Hi!
My backup system has recently started causing me some grief.
I'm running backuppc backing up to an IDE drive in a Netgear SC101 SAN storage box. There are two drives in this device, and the second one is being talked to by Simple Backup, and is working fine.
The main/bigger drive is /dev/nbd1 and backuppc has started hanging whilst using it. It doesn't happen straight away - it's several hours after the backup has been started. If I power everything down, wait and switch it back on again, all the drives spin up and seem to work ok again.
The SC101 is attached via the SC101-nbd project driver. http://code.google.com/p/sc101-nbd/
It has all been working fine until recently. Nothing's changed, apart from installing routine security updates (inc kernel updates) I'm running ubuntu 10.04.
I'm currently doing a deep check on the disk using a tool from Ultimate boot Cd appropriate for the drive manufacturer, but a quick check said the disk's OK.

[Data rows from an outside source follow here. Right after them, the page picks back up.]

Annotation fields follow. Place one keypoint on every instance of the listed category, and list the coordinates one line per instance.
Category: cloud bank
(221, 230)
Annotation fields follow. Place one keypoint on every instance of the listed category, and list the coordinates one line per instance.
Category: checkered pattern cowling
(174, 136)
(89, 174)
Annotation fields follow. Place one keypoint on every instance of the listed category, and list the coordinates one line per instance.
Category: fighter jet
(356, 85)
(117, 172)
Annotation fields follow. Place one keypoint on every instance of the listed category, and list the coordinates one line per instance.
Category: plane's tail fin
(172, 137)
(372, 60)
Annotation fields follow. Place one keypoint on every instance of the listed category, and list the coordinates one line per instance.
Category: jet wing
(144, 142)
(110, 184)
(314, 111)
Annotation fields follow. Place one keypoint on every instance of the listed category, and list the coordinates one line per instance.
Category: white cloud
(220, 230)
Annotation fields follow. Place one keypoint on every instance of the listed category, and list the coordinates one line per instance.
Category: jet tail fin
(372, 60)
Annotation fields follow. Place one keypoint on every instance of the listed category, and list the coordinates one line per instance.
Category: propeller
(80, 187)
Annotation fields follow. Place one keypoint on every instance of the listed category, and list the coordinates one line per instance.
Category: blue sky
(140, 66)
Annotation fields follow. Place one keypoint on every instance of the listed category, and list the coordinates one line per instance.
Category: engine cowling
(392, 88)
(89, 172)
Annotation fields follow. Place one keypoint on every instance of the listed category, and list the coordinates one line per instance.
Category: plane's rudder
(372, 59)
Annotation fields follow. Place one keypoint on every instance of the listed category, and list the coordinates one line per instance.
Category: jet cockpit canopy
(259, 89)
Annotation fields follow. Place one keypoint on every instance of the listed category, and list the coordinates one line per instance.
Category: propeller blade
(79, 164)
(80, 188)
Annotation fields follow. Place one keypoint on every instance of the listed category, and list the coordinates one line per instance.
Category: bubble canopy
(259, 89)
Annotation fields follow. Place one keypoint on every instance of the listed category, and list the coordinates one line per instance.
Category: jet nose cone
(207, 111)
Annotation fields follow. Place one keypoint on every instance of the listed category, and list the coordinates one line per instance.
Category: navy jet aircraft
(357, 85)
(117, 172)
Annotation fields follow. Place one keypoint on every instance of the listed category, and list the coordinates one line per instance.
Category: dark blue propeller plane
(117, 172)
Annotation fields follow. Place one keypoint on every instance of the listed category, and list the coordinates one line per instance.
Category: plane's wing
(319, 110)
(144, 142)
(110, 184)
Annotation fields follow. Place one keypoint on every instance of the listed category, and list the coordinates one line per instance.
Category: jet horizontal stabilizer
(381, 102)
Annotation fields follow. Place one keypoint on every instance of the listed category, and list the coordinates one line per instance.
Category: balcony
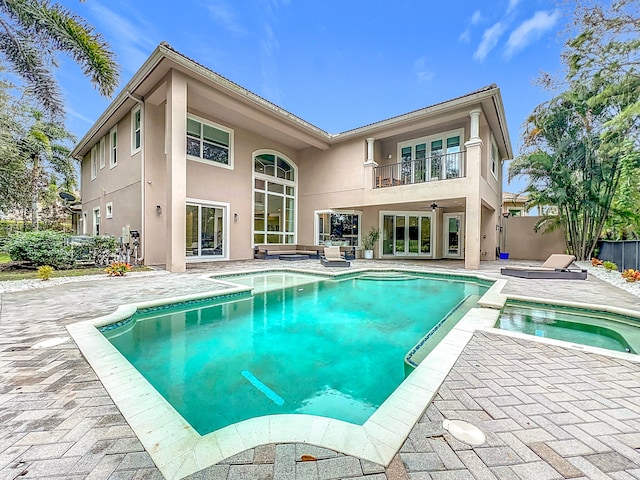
(421, 170)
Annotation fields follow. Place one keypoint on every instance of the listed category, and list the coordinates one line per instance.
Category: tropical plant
(631, 275)
(32, 30)
(103, 249)
(581, 149)
(370, 239)
(118, 269)
(40, 248)
(45, 272)
(49, 159)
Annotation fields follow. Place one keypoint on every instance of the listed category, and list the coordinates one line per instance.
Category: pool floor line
(178, 450)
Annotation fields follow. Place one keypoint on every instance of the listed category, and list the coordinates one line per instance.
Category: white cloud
(512, 5)
(423, 73)
(224, 16)
(125, 37)
(489, 41)
(531, 30)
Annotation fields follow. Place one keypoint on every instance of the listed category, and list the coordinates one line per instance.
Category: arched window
(274, 198)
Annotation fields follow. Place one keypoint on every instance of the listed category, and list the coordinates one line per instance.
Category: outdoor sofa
(333, 258)
(556, 266)
(268, 252)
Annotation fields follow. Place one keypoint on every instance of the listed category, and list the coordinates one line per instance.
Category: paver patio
(548, 412)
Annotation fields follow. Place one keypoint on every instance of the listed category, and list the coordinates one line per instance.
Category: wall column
(473, 217)
(176, 152)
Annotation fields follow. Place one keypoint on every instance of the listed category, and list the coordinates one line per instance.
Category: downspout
(143, 238)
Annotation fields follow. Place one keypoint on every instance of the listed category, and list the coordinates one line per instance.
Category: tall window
(494, 157)
(136, 130)
(113, 147)
(274, 199)
(338, 228)
(436, 157)
(94, 161)
(208, 141)
(96, 221)
(205, 230)
(103, 142)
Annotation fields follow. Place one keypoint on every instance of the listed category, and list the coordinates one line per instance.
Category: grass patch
(74, 272)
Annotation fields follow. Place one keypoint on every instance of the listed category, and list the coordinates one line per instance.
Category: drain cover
(51, 342)
(465, 432)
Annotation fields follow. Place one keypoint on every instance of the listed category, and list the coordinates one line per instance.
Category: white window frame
(96, 221)
(94, 161)
(316, 223)
(103, 151)
(274, 179)
(228, 130)
(136, 148)
(493, 167)
(445, 238)
(226, 207)
(413, 143)
(407, 213)
(84, 222)
(113, 147)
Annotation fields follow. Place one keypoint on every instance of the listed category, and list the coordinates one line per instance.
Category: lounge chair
(556, 266)
(333, 258)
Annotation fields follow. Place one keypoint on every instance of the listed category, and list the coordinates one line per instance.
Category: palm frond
(71, 34)
(29, 64)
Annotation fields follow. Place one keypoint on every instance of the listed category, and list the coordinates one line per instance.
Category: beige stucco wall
(522, 243)
(119, 185)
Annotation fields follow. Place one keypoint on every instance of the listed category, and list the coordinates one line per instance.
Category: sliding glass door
(407, 234)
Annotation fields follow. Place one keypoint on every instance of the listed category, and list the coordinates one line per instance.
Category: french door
(407, 234)
(453, 235)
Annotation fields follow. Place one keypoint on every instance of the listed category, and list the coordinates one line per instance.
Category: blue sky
(338, 64)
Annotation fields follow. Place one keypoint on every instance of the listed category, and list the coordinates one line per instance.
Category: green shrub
(103, 249)
(45, 272)
(40, 248)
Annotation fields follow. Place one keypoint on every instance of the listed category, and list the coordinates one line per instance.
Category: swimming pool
(579, 326)
(332, 348)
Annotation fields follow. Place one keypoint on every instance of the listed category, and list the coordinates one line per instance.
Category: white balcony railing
(429, 169)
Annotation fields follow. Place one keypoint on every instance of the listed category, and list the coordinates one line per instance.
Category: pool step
(423, 348)
(387, 276)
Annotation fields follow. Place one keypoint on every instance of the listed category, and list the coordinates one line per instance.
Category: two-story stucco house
(206, 170)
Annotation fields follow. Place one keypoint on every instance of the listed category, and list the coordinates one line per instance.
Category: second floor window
(208, 142)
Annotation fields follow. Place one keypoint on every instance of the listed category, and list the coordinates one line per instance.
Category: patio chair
(333, 258)
(556, 266)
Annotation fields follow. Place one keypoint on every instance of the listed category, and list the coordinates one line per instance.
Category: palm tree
(49, 158)
(571, 166)
(32, 30)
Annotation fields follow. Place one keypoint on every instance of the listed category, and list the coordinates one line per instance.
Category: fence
(625, 253)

Any ideas why it's hanging like this? Once hung, I can't even ls the disk - it's completely blocked. I tried reformatting it yesterday, and erasing and reinstalling backuppc, but it crashed again.
Some of Syslog output below - there's many more after this one, but this is the first. Possible candidates: Disk SAN controller Main PC faulty Disk sleeping and failing to wake again.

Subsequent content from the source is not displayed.